Parmi les pionnières de l’intégration féminine, les Forces canadiennes accueillent, depuis plusieurs années, les femmes dans l’ensemble de leurs unités de combat. Mais malgré une volonté déclarée d’ouvrir l’accès à ces différents postes, les préjugés, la méfiance ou encore le manque de reconnaissance contrastent avec l’égalité affichée des sexes.

2,4%. Voilà la proportion de postes de combats occupés, en 2011, par des femmes au sein des Forces canadiennes. Après une évolution constante des considérations lors des dernières décennies, la présence féminine peine à décoller.

Aujourd’hui, ce sont près de 15 000 femmes qui servent le Canada au sein de l’armée régulière et de la Réserve, soit près de 15% de l’effectif total. Des chiffres encore loin des objectifs de recrutement fixés par les Forces canadiennes, estimés à 25,1%, comme l’a confié le major Richard Langlois, officier d’affaires publiques au groupe du recrutement des Forces, à 45eNord.ca.

À travers des campagnes de publicité récurrentes, l’armée canadienne tente bien d’attirer la gent féminine à se joindre aux Forces nationales. Mais les résultats semblent en deçà des attentes.

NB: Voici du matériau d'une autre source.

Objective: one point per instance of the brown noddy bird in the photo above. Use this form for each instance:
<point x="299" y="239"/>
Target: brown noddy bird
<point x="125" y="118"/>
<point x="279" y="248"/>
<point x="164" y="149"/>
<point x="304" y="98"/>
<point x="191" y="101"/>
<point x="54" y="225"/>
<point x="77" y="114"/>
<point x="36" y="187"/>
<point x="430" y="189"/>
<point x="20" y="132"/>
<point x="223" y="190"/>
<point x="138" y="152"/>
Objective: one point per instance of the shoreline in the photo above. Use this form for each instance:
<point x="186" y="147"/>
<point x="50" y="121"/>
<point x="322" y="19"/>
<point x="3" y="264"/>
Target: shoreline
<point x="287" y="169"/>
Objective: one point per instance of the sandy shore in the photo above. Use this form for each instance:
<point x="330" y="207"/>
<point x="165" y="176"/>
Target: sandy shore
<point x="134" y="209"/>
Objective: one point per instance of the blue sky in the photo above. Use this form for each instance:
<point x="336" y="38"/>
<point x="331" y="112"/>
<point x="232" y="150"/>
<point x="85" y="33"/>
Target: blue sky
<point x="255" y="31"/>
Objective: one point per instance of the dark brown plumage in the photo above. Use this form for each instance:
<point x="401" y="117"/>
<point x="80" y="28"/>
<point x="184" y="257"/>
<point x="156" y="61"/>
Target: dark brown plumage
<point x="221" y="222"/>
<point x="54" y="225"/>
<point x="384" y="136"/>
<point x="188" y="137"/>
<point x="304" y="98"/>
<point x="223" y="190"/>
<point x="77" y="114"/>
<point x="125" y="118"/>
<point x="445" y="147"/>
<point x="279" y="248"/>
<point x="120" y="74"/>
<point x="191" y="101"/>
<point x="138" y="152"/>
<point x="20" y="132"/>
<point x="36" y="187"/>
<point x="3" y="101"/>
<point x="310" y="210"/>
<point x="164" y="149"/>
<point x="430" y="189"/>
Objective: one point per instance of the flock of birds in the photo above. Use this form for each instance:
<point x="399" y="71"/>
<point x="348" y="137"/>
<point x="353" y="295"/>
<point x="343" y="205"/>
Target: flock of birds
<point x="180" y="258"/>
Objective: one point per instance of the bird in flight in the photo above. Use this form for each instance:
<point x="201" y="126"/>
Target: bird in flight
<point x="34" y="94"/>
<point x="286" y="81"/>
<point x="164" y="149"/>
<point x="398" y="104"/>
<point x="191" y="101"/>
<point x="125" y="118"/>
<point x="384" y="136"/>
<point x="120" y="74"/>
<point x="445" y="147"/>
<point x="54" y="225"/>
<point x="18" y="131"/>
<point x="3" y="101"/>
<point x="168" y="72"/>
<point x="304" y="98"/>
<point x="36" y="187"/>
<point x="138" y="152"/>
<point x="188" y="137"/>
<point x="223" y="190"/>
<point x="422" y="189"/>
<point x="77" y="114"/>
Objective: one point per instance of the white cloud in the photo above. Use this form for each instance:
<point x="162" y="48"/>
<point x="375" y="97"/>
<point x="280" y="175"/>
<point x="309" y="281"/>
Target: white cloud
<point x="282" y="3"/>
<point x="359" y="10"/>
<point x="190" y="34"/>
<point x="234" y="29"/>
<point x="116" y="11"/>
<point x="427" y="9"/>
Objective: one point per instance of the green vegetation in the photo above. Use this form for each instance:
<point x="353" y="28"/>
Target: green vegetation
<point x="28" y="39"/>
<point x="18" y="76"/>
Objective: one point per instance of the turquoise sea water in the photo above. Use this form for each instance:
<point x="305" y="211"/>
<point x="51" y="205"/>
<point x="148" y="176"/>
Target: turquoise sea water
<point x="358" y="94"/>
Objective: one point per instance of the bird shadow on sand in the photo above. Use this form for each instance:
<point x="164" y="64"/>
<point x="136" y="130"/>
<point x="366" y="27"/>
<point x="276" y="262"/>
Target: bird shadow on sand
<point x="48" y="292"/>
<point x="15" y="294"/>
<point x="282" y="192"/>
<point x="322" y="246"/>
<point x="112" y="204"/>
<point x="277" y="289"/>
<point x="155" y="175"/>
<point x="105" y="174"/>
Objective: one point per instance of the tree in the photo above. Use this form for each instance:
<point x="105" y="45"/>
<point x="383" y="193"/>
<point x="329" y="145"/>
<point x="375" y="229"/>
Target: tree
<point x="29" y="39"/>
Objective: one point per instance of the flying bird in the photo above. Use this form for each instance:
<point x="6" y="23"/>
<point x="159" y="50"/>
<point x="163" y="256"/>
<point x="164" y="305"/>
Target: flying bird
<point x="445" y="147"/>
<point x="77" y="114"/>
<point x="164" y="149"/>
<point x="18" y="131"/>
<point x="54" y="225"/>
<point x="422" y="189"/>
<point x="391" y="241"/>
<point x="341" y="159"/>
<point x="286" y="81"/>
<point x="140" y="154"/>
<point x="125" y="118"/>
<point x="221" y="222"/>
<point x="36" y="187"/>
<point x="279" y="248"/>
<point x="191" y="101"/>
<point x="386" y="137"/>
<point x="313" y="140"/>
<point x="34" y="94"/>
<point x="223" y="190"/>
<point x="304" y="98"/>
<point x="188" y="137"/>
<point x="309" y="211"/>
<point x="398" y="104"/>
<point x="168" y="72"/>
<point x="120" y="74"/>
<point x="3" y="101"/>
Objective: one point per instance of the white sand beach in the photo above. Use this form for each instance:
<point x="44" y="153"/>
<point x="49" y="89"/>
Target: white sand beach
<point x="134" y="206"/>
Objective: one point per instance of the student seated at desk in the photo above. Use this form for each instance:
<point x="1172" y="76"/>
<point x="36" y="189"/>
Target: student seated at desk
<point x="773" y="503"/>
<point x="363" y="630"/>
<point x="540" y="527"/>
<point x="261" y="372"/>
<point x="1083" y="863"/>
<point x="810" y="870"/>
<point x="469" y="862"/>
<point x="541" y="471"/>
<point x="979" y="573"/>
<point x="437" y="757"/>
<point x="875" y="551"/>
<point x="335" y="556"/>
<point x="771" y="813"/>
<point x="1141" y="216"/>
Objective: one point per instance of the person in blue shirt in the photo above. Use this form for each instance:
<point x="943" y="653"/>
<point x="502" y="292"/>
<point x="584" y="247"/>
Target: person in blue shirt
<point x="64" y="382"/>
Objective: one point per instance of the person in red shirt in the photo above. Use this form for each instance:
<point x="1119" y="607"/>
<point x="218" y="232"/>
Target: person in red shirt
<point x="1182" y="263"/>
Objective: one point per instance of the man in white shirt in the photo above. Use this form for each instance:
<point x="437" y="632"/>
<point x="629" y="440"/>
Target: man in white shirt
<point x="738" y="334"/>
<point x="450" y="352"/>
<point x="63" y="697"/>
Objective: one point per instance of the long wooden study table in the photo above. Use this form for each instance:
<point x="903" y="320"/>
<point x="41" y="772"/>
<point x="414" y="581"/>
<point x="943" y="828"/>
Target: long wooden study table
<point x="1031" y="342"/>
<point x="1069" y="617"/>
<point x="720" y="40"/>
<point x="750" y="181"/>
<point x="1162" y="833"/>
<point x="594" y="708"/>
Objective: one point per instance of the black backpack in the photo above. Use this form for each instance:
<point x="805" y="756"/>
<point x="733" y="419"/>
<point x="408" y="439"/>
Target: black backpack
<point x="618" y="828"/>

Fière de sa «politique de non exclusion», l’armée canadienne se félicite néanmoins des évolutions observées  en matière de protection de l’égalité des femmes. Alors que les États-Unis n’ont levé l’interdiction pour les femmes de combattre aux côtés des hommes qu’en janvier dernier, le Canada est devenu l’un des instigateurs de l’intégration féminine. Si les chiffres démontrent une partition inatteignable, les mentalités évoluent. C’est en tout cas ce qu’assurent les Forces canadiennes.

Ces dernières ont notamment souhaité proposer un environnement sain et sécuritaire pour l’intégration totale des femmes en son sein. Souvent considéré comme l’un des problèmes majeurs, le harcèlement «n’a pas sa place» dans ce milieu «qui favorise le travail d’équipe, le respect mutuel et l’équité pour tous», selon le programme proposé par l’armée canadienne sur son site internet.

Le Canada comme «chef de file des dossiers d’égalité entre les sexes»

En cette journée internationale de la femme, le ministre de la Défense, Peter McKay, a tenu à rendre hommage à ces femmes qui s’engagent pour servir leur pays. «Le Canada a toutes les raisons d’être fier de son rôle de chef de file sur la scène internationale des dossiers d’égalité entre les sexes, et des innombrables réalisations des Canadiennes qui ont pavé la voie pour les générations à venir, au pays», a-t-il déclaré à l’issue d’une rencontre avec les membres de l’association Femmes en Défense et Sécurité.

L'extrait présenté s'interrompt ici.